Query Tuning

Question

Post reply

Query Tuning

Viewing 15 posts - 16 through 30 (of 49 total)

You must be logged in to reply to this topic. Login to reply

OzYbOi d(-_-)b SSCarpal Tunnel Points: 4054 More actions · Answer 1

OzYbOi d(-_-)b

SSCarpal Tunnel

Points: 4054

December 27, 2011 at 9:45 am

#1425776

Tks Jeff - great question

Hugo Kornelis SSC Guru Points: 64748 More actions · Answer 2

Thanks for a great question, Jeff!

I had it wrong, for two reasons:

1. Not knowing that the optimizer is smart enough to rewrite an ISNULL of this form to a SARGable equivalent, and

2. Being too stupid to really check out the indexes given in the question to check if "doesn't include EventID" is a bluff.

So this question learned me one thing I didn't know yet, and attempted to learn me something I should know for a long time already. 😀

EDIT: After looking at the question in yet a bit more detail, I realise that the ability to rewrite the ISNULL is completely irrelevant to the question. The index seek uses StartDate, not EndDate. I'm not saying that the optimizer will not rewrite an ISNULL in some cases, but it doesn't in this case! The seek includes only the StartDate in the Seek Predicate; the predicate on the EndDate is in the (non-seek) predicate of the operator.

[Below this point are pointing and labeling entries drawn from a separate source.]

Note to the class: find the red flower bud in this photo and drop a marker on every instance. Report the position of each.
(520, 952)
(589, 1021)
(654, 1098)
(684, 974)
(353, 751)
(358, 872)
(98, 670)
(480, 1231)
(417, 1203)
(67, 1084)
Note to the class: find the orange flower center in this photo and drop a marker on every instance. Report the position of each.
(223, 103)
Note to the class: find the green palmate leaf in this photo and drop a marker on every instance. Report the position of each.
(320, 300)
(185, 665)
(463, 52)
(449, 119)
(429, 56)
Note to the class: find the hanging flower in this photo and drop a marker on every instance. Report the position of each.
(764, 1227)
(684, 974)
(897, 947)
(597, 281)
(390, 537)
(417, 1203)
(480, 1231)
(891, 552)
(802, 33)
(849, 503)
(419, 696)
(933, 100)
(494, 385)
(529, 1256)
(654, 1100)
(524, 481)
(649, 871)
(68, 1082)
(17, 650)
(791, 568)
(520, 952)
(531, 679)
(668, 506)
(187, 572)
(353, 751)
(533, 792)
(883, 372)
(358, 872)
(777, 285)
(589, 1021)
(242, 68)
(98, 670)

Hugo Kornelis, SQL Server/Data Platform MVP (2006-2016)
Visit my SQL Server blog: https://sqlserverfast.com/blog/
SQL Server Execution Plan Reference: https://sqlserverfast.com/epr/

Hugo Kornelis SSC Guru Points: 64748 More actions · Answer 3

Hugo Kornelis (12/27/2011)

EDIT: After looking at the question in yet a bit more detail, I realise that the ability to rewrite the ISNULL is completely irrelevant to the question. The index seek uses StartDate, not EndDate. I'm not saying that the optimizer will not rewrite an ISNULL in some cases, but it doesn't in this case! The seek includes only the StartDate in the Seek Predicate; the predicate on the EndDate is in the (non-seek) predicate of the operator.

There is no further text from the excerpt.